Los agentes echaron un último vistazo y se retiraron, mientras maldecían a todo pulmón.

Alanis se soltó y retrocedió, mirando a la silueta con la perplejidad de las mil preguntas. Esta se negó a dárselas de inmediato, en cambio, se acercó a la camilla y apoyó la mano sobre la paciente. El monitor cardíaco comenzó a alertar la aceleración del pulso. Los pitidos de la máquina sonaron cada vez con mayor frecuencia hasta que, finalmente, se convirtieron en un chiflido continuo.

La muerte fue trepándose por el brazo de la silueta luminosa en forma de ondulaciones púrpuras que serpenteaban bajo su piel en un tono áureo. Alanis se quedó paralizada, preguntándose cómo algo tan aterrador podía ser tan bello.

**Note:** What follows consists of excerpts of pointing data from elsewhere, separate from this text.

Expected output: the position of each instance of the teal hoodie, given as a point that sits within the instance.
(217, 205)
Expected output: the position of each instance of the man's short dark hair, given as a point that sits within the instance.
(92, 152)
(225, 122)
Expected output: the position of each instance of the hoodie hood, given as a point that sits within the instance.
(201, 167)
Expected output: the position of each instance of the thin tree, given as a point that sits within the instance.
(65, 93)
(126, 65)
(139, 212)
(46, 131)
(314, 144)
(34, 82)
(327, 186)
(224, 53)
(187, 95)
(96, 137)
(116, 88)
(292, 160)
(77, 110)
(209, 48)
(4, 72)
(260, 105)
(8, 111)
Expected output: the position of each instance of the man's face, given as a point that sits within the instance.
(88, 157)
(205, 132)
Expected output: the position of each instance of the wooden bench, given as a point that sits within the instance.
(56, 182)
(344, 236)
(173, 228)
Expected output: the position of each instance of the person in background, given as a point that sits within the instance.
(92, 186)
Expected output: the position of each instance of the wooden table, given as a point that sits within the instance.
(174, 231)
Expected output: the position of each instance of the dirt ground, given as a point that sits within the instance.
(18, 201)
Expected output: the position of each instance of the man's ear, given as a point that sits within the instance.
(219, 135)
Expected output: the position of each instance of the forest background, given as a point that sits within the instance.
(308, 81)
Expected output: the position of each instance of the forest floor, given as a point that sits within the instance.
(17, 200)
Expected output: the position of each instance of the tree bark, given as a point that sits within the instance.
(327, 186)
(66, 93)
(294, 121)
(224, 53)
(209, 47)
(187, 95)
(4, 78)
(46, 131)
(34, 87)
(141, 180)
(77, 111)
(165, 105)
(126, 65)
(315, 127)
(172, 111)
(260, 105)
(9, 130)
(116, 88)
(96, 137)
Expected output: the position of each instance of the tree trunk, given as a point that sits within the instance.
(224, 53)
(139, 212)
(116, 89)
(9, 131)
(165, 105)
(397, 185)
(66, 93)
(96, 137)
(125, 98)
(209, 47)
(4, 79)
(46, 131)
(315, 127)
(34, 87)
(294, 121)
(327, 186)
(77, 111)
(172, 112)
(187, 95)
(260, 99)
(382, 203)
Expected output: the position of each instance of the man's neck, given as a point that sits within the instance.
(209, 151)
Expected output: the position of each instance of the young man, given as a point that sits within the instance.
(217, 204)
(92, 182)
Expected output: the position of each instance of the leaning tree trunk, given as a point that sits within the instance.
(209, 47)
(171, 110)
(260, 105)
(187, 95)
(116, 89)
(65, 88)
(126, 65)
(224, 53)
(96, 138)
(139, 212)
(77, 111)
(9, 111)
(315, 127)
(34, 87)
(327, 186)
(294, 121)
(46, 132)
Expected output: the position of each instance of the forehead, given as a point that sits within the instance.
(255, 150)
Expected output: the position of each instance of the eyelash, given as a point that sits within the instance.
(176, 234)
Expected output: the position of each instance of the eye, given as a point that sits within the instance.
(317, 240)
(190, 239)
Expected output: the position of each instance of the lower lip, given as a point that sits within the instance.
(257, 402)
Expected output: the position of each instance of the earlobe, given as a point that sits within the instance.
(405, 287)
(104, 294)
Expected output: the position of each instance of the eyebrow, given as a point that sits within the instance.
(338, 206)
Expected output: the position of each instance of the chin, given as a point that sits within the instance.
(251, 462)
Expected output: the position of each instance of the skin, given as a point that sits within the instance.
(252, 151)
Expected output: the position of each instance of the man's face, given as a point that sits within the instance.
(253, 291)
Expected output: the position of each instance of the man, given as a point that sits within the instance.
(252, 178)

─La muerte terrenal es muy bella ─le contestó el ente como si le hubiera leído el pensamiento, y quitó la mano del cuerpo ya frío─. Es una lástima que la de Keisi haya llegado tan temprano. Era una terrestre muy especial, pero se creía un desperdicio. Para los ideales es imposible identificarse con el odio, por eso yo no encontraba manera alguna de conectarme con ella.

─¿Ideales? ─repitió Alanis ─. ¿Tú eres... una ideal? ¿Su ideal? ─Señaló a la muchacha recostada.

─Sí, pero decidí independizarme. De lo contrario, hubiera colapsado también.

─¿Cómo es eso posible? ¿No son parte de la misma identidad?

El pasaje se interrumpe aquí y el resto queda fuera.